Les deux hommes achètent le brevet d’Amédée Bollée et construisent leur première automobile, une De Dietrich-Bollée en 1897. Eugène participe l’année suivante au Grand Prix Paris-Amsterdam-Paris au volant de sa voiture.
En 1901, Eugène découvre à l’exposition de Milan, un petit prototype avec un moteur à 4 cylindres conçu par un jeune italien du nom d’Ettore Bugatti qui remporte d’ailleurs le grand prix de l’innovation du Salon. Celui-ci s’était révélé au grand public en terminant deuxième de la course Paris-Bordeaux en 1899 sur sa voiture, la Type 1 (sa première création en fait, à la vitesse moyenne de 80 km/h).

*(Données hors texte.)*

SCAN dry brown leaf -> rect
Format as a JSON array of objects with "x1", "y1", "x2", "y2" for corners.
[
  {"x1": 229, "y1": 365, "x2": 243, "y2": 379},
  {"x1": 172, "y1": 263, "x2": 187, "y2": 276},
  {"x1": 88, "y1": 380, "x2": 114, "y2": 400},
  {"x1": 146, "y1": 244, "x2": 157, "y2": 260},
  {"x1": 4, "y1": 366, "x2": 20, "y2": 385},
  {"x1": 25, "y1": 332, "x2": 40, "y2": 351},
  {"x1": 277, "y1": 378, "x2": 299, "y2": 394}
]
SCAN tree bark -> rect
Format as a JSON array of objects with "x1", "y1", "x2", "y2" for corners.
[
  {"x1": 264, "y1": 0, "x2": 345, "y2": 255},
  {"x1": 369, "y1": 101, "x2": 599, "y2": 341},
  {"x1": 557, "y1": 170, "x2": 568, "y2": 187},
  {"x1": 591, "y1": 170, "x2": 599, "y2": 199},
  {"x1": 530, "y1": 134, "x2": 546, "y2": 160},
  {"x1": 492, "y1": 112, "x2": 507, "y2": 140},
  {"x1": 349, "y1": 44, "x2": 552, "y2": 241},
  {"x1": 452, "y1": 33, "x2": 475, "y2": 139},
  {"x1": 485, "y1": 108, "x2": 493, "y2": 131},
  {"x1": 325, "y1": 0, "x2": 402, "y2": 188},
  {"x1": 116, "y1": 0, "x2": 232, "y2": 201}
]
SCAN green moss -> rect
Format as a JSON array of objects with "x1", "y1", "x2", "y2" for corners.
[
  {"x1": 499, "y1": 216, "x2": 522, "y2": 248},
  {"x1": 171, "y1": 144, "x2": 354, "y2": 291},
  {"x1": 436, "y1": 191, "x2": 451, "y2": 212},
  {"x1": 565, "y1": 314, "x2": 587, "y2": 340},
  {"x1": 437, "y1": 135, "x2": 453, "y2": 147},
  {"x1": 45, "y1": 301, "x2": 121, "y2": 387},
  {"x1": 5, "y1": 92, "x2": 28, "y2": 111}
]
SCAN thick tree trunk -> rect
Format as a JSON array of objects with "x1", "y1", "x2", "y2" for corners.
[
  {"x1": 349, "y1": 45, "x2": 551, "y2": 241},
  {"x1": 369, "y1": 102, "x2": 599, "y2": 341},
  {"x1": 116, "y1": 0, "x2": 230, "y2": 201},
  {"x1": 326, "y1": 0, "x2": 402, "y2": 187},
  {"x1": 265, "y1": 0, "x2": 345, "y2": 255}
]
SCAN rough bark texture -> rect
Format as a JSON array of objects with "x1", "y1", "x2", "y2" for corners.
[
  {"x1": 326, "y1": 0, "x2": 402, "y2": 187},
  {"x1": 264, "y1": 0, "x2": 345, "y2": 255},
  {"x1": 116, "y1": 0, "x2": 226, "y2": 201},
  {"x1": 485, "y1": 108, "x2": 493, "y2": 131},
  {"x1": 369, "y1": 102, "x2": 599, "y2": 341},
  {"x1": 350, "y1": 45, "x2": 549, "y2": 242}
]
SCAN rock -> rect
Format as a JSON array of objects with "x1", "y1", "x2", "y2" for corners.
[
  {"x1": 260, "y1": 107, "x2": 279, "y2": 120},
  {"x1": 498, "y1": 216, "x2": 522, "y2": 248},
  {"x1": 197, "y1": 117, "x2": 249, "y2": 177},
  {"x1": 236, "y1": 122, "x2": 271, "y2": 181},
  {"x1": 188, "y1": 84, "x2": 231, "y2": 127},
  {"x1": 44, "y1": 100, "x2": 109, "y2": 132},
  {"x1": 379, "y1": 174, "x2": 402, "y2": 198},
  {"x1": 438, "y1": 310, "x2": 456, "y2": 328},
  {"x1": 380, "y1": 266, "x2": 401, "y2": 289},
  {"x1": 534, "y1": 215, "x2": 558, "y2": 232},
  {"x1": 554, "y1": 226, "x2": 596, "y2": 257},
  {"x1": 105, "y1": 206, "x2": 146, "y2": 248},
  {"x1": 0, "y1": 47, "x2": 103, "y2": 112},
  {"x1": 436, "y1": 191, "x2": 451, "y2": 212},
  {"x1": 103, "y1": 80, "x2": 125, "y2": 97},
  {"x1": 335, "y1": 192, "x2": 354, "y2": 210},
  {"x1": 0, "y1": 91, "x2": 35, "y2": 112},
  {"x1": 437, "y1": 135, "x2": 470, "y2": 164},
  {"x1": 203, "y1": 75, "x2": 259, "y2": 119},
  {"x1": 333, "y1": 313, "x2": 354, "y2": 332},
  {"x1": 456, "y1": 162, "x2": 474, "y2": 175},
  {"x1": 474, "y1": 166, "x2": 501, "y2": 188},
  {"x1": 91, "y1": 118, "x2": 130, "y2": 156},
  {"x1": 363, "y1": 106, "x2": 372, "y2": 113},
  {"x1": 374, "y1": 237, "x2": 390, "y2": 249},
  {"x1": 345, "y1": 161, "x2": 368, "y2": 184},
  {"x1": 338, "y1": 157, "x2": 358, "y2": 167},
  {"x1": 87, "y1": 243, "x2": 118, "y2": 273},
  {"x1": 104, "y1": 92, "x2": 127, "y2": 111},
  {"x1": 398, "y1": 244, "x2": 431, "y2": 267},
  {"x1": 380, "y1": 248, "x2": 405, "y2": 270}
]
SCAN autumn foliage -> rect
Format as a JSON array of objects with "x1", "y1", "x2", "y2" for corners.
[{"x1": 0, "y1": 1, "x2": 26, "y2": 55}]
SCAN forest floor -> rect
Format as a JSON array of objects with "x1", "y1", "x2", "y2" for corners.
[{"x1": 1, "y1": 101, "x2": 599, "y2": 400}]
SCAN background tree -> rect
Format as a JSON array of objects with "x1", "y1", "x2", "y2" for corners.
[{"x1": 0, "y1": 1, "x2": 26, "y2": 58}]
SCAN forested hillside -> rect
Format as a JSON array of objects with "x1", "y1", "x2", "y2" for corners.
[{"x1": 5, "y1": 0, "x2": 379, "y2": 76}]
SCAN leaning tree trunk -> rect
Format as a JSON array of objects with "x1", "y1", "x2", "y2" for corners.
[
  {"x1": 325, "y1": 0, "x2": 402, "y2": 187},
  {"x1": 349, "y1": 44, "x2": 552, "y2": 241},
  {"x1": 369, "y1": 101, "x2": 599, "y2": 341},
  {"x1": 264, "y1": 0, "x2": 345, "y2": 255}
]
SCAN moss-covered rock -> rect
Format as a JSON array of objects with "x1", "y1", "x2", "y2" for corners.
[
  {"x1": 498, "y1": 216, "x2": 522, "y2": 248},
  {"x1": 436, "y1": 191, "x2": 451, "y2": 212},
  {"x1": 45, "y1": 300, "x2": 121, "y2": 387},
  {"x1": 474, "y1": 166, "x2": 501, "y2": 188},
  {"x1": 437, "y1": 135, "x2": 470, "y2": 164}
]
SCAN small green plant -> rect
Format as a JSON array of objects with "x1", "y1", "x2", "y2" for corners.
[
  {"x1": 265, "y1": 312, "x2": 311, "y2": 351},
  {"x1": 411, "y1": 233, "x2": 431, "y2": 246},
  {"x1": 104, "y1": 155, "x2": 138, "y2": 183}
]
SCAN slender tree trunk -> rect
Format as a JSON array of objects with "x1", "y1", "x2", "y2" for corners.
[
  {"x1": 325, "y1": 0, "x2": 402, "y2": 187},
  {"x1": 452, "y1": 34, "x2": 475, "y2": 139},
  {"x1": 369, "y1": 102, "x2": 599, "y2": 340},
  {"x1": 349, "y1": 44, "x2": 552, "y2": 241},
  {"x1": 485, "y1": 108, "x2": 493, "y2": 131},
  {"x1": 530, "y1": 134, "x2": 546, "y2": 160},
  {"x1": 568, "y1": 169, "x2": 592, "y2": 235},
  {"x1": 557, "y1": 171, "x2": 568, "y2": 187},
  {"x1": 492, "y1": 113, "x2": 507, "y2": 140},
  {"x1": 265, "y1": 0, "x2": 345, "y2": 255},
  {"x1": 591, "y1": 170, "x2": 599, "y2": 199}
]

Eugène De Dietrich est enthousiasmé et reconnait en ce jeune homme de 20 ans un talent exceptionnel. Il lui propose un contrat fantastique de 50 000 francs dont 20 000 payables à son entrée dans la société ! C’est ainsi qu’Ettore Bugatti rejoint l’usine de Niederbronn, en terres germaniques, en juin 1902.
Pour commercialiser sa voiture, Eugène De Dietrich fait appel à un autre jeune homme de 22 ans, le strasbourgeois Emile Mathis qui vient de créer sa société de vente et de réparation à Strasbourg.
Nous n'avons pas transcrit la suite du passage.